OK, this seems to work. Now I have another problem with collate_fn. It does not work with Compose transforms. It will with a lambda to pad_list_data_collate or to a standalone PadListDataCollate.

So why would I need a Compose? Well, some models need spatial sizes to be divisible by a power of 2. So I need to followup PadListDataCollate with, for example, DivisiblePadd.
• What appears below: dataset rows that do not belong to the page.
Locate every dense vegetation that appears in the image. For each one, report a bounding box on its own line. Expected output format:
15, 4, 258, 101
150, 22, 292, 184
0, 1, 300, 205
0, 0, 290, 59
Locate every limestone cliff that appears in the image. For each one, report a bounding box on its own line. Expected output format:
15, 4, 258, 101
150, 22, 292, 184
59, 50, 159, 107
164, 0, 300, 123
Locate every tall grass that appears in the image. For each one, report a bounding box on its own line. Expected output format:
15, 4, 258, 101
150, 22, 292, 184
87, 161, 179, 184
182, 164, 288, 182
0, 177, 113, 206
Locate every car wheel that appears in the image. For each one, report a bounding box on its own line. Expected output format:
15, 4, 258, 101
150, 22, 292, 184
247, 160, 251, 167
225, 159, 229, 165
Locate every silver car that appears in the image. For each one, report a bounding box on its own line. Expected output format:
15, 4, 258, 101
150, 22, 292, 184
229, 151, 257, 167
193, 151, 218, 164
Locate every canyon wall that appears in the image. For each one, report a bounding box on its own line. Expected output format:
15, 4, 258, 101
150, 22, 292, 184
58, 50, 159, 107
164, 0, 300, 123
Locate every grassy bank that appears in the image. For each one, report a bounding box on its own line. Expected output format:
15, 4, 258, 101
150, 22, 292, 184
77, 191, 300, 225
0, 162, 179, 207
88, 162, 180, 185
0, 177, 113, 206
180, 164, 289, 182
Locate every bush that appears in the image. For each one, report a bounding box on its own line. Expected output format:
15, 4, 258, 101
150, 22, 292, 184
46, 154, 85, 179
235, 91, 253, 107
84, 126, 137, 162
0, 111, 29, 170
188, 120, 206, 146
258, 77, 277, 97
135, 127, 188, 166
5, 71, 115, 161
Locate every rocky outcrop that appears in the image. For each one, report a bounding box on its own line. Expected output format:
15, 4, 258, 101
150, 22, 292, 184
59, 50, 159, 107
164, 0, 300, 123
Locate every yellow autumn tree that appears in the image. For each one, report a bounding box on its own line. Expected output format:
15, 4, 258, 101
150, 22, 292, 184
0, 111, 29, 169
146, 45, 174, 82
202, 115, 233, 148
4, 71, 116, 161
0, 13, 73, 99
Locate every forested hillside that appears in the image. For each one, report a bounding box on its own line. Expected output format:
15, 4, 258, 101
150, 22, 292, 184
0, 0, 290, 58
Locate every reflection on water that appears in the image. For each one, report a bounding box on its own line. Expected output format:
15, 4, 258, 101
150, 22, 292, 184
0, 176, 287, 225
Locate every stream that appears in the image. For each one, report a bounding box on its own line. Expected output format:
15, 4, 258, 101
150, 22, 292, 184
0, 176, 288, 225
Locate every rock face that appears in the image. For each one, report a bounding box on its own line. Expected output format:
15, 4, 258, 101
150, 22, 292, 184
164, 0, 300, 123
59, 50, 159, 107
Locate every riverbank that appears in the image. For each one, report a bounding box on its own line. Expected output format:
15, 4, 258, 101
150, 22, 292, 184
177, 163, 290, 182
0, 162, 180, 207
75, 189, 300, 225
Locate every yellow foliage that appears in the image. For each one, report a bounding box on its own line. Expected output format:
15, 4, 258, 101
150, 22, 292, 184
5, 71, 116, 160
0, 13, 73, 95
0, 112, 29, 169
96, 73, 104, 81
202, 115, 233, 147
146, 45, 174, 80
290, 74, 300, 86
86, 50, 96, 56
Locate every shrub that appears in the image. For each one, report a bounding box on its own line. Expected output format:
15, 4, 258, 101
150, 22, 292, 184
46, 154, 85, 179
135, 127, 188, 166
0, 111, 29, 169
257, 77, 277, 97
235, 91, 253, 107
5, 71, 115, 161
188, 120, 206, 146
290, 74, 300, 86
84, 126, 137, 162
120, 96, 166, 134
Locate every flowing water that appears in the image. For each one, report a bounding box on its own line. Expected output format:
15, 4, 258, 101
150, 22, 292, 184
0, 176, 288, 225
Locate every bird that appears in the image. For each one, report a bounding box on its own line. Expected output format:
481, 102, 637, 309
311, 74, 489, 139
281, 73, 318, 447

I also need to do some other special transform on the "label" key.

So here's how it complains with Compose containing only PadListDataCollate (and no other transform)

Traceback (most recent call last): File "/gpfs/gsfs12/users/layns/ProstateCAD/KITS19_2d_3d_monai/RCCSeg.py", line 585, in cad.Train(train_list, snapshot_dir, val_list=val_list) File "/gpfs/gsfs12/users/layns/ProstateCAD/KITS19_2d_3d_monai/RCCSeg.py", line 511, in Train for batch_dict in train_loader: File "/gpfs/gsfs12/users/layns/torch_monai_v100/lib/python3.9/site-packages/torch/utils/data/dataloader.py", line 681, in next data = self._next_data() File "/gpfs/gsfs12/users/layns/torch_monai_v100/lib/python3.9/site-packages/torch/utils/data/dataloader.py", line 1376, in _next_data return self._process_data(data) File "/gpfs/gsfs12/users/layns/torch_monai_v100/lib/python3.9/site-packages/torch/utils/data/dataloader.py", line 1402, in _process_data data.reraise() File "/gpfs/gsfs12/users/layns/torch_monai_v100/lib/python3.9/site-packages/torch/_utils.py", line 461, in reraise raise exception RuntimeError: Caught RuntimeError in DataLoader worker process 0. Original Traceback (most recent call last): File "/gpfs/gsfs12/users/layns/torch_monai_v100/lib/python3.9/site-packages/monai/transforms/transform.py", line 101, in apply_transform return [_apply_transform(transform, item, unpack_items) for item in data] File "/gpfs/gsfs12/users/layns/torch_monai_v100/lib/python3.9/site-packages/monai/transforms/transform.py", line 101, in return [_apply_transform(transform, item, unpack_items) for item in data] File "/gpfs/gsfs12/users/layns/torch_monai_v100/lib/python3.9/site-packages/monai/transforms/transform.py", line 66, in _apply_transform return transform(parameters) File "/gpfs/gsfs12/users/layns/torch_monai_v100/lib/python3.9/site-packages/monai/transforms/croppad/batch.py", line 76, in call is_list_of_dicts = isinstance(batch[0], dict) KeyError: 0

The above exception was the direct cause of the following exception:

Traceback (most recent call last): File "/gpfs/gsfs12/users/layns/torch_monai_v100/lib/python3.9/site-packages/torch/utils/data/_utils/worker.py", line 302, in _worker_loop data = fetcher.fetch(index) File "/gpfs/gsfs12/users/layns/torch_monai_v100/lib/python3.9/site-packages/torch/utils/data/_utils/fetch.py", line 52, in fetch return self.collate_fn(data) File "/gpfs/gsfs12/users/layns/torch_monaiv100/lib/python3.9/site-packages/monai/transforms/compose.py", line 174, in call input = apply_transform(transform, input, self.map_items, self.unpack_items, self.log_stats) File "/gpfs/gsfs12/users/layns/torch_monai_v100/lib/python3.9/site-packages/monai/transforms/transform.py", line 129, in apply_transform raise RuntimeError(f"applying transform {transform}") from e RuntimeError: applying transform <monai.transforms.croppad.batch.PadListDataCollate object at 0x2aab84501730>

I don't know why Compose is unhappy as PadListCollateData transform works by itself without being wrapped by Compose

I'll go ahead and close and make a problem report.